Example 5 Steel type: SUS430 Dimensions: 1.0 ^t × 50 × 150 mm Pretreatment: Degreasing and washing with a solvent (benzene, alcohol). Coloring conditions: Treatment solution composition: 2.0% potassium permanganate + 1.0% iron ammonium oxalate Treatment solution temperature: 22 ° C Counter electrode material: Graphite for electrolysis Treatment method: Cathodic electrolytic treatment Current density: 0.2 to 0. 8A / dm ² treatment time: an anode, a cathode both 30 seconds constant

[0014]

Example 6 Steel Type: Steel Dimensions: 1.0 ^t × 50 × 150 mm Pretreatment: Degreasing and washing with a solvent (benzene, alcohol). Coloring condition: Composition of treatment solution: 2.0% potassium permanganate + 1.0% iron ammonium citrate Treatment solution temperature: 22 ° C Material of opposite electrode: Graphite for electrolysis Treatment method: Alternating electrolysis method (0.1 Hz) Current density: 0 .2~0.8A / dm ² treatment time: an anode, a cathode both 10 seconds constant

[0015]

Example 7 Steel type: Mild steel Dimension: 0.5 ^t × 50 × 150 mm Pretreatment: Degreasing and washing with a solvent (benzene, alcohol).

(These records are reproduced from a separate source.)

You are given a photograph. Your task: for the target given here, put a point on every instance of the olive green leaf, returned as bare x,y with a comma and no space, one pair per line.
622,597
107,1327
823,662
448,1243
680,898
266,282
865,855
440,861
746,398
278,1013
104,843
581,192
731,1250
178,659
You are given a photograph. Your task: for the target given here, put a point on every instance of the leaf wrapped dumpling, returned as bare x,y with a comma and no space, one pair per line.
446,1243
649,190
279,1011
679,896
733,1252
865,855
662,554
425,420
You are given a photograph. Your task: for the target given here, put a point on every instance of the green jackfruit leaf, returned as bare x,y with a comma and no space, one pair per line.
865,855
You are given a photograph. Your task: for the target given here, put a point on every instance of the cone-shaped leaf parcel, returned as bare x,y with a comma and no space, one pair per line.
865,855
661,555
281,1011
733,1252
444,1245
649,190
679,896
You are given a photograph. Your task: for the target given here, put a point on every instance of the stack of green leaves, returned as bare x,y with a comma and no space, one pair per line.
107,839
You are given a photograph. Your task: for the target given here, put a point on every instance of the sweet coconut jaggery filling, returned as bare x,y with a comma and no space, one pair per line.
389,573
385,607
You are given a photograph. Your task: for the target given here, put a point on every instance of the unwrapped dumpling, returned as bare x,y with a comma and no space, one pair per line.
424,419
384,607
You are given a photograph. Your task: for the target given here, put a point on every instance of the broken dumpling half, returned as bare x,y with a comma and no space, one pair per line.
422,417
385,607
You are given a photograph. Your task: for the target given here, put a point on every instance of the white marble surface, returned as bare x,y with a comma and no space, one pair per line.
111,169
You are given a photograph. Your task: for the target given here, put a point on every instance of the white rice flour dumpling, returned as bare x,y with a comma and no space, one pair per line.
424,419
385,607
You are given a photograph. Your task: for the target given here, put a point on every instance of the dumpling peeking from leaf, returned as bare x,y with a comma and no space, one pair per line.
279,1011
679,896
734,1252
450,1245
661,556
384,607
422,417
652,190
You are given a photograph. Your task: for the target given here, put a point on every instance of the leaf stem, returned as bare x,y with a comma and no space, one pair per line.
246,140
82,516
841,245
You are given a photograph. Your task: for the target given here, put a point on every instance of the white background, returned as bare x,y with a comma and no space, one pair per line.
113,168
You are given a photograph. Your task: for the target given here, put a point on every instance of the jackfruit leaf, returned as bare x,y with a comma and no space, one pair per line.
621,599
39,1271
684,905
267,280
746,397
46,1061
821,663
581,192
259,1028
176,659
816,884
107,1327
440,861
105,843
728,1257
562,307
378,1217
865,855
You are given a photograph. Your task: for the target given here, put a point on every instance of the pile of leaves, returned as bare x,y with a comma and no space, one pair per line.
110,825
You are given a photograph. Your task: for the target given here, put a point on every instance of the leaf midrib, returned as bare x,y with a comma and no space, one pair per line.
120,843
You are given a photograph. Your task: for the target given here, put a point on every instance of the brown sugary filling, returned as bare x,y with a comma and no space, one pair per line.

Coloring condition: Composition of treatment solution: 2.0% potassium permanganate + 1.0% iron ammonium citrate Treatment solution temperature: 22 ° C Material of opposite electrode: Graphite for electrolysis Treatment method: Alternating electrolysis method (0.1 Hz) Current density: 0 .2~0.8A / dm ² treatment time: an anode, a cathode both 10 seconds constant

[0016]

Example 8 Steel type: Tin plate Dimensions: 0.5 ^t × 50 × 150 mm Pretreatment: Degreasing and washing with a solvent (benzene, alcohol). Coloring condition: Composition of treatment solution: 2.0% potassium permanganate + 1.0% iron ammonium citrate Treatment solution temperature: 22 ° C Material of opposite electrode: Graphite for electrolysis Treatment method: Alternating electrolysis method (0.1 Hz) Current density: 0 .2~0.8A / dm ² treatment time: an anode, a cathode both 10 seconds constant

Claims (5)

(57) [Claims] 1. A potassium permanganate 0.3-5.0%
And iron citrate or iron oxalate 0.3 to 3.0%
An electrolytic coloring method for a metal material, comprising subjecting the metal material to an electrolytic treatment by a direct current method or an alternating method in an aqueous salt solution at 7 ° C to 50 ° C. 2. An aqueous salt solution comprising 0.5 to 50 silica sol.
2. The method according to claim 1, comprising%. 3. The method according to claim 1, wherein the direct current electrolysis treatment has a current density of 0.01 to 0.01.
3.0A / dm ^2, treatment is anodised after cathodic treatment time 3-900 seconds The process according to claim 1 or 2. 4. The method according to claim 1, wherein the direct current electrolysis treatment has a current density of 0.01 to 0.01.
3.0A / dm ^2, a cathodic treatment in processing time 3-900 seconds The process according to claim 1 or 2. 5. The method according to claim 1, wherein the alternating electrolytic treatment is carried out at a current density of 0.01 to 0.01.
3.0A / dm ^2, alternating electrolysis treatment time 3-900 seconds which is (0.005~1.0HZ) The process according to claim 1 or 2.